Le requérant suivant a quitté la Turquie en mai 2007. Kaya Hüseyin, 24 ans, est un ressortissant de la communauté kurde. Durant ses années au lycée, il a fait partie du comité révolutionnaire kurde de son école. Arrêté par la police pour avoir participé à des manifestations, il a fini par être soupçonné d’être membre d’une organisation terroriste. Et avec ça, il encourt quinze ans de prison. Son seul tort est « d’avoir fabriqué des pancartes ayant servi à des manifestations », répète le jeune homme frêle, dépité. Le président de la Cour interroge Kaya Hüseyin sur sa famille restée au pays. L’un des assesseurs bâille. Trois questions plus tard, le requérant est remercié.

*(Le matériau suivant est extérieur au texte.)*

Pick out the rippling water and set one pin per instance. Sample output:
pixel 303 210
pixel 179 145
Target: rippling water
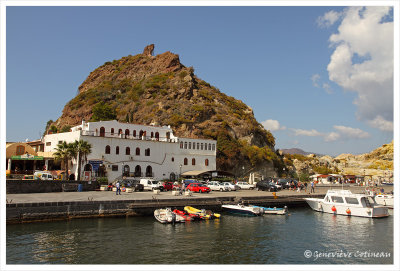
pixel 230 240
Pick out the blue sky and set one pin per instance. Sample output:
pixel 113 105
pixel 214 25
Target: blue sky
pixel 308 72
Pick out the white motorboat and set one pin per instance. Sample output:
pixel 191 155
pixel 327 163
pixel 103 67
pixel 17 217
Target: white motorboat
pixel 344 202
pixel 167 216
pixel 385 200
pixel 242 209
pixel 273 210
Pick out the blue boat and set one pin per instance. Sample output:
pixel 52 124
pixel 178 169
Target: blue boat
pixel 274 210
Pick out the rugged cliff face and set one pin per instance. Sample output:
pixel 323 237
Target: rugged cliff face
pixel 378 162
pixel 160 90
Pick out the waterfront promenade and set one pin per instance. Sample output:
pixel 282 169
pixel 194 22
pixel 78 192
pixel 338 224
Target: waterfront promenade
pixel 21 208
pixel 149 195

Affaire suivante.

Dans cette Cour, les histoires se suivent mais ne se ressemblent pas. Comme celle de Das Apu, Bangladais de confession hindoue, ou celle de Lingan, un autre Sri-Lankais. Celui-ci raconte avoir été parqué dans un camp de réfugiés tamouls à Vavunya. Les questions de la Cour, très précises, s’enchaînent. On lui demande notamment de décrire le camp militaire, le nombre de personnes par cellule.

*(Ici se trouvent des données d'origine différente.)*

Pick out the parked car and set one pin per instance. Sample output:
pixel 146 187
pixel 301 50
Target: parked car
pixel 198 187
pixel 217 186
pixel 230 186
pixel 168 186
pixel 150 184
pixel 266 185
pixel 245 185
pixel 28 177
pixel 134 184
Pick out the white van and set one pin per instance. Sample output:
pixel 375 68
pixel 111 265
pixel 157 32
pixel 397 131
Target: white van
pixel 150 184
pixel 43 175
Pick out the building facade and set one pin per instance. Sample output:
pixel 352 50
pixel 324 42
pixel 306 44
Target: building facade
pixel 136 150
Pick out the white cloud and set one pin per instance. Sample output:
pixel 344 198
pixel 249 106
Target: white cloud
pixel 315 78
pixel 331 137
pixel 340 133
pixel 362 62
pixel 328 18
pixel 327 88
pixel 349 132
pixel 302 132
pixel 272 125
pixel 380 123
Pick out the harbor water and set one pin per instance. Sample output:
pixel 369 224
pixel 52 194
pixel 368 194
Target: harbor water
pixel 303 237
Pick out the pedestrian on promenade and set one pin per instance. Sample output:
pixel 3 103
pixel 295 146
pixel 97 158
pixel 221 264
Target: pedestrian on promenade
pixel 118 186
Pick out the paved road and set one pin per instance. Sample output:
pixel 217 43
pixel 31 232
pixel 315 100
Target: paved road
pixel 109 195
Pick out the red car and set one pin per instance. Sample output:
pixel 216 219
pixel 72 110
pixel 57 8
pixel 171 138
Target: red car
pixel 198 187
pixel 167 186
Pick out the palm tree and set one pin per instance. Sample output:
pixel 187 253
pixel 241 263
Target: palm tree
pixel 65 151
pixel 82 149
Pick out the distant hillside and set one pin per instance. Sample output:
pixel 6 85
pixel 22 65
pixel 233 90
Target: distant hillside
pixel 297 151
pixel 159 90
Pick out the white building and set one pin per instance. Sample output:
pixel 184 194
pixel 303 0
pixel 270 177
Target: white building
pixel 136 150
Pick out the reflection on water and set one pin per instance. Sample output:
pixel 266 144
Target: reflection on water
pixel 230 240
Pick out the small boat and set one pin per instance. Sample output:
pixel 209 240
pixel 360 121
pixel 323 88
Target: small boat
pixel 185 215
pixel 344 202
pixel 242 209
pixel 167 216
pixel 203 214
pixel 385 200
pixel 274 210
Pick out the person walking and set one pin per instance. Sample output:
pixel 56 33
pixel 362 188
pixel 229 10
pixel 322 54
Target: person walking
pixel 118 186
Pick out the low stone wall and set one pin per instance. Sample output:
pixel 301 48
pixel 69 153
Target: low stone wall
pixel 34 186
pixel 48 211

En plongeant dans ses souvenirs, Lingan devient l’archéologue de son propre passé. Puis le juge lui lance : « Entendiez-vous des hélicoptères quand vous étiez enfermés ? » Cette question sonne pour lui comme un interrogatoire piège. Le demandeur n’ayant fourni aucune preuve de son séjour dans le camp militaire, le juge cherche à vérifier ses dires. Il s’effondre en larmes, expliquant entre deux sanglots qu’il a vécu l’enfer et entendu des gens souffrir, « comme s’ils se faisaient torturer, puis plus rien. Sans doute étaient-ils morts. »

Le cas suivant doit être jugé à huis-clos. En un après-midi, la salle d’audience a vécu un véritable tour du monde des conflits. Après les délibérations de la Cour, les requérants seront informés, quinze jours plus tard, du rejet de leur demande ou de l’annulation de la décision de l’OFPRA.

L’an dernier, sur plus de 45 000 recours formés devant la CNDA, 11% ont abouti à l’annulation des décisions de l’OFPRA.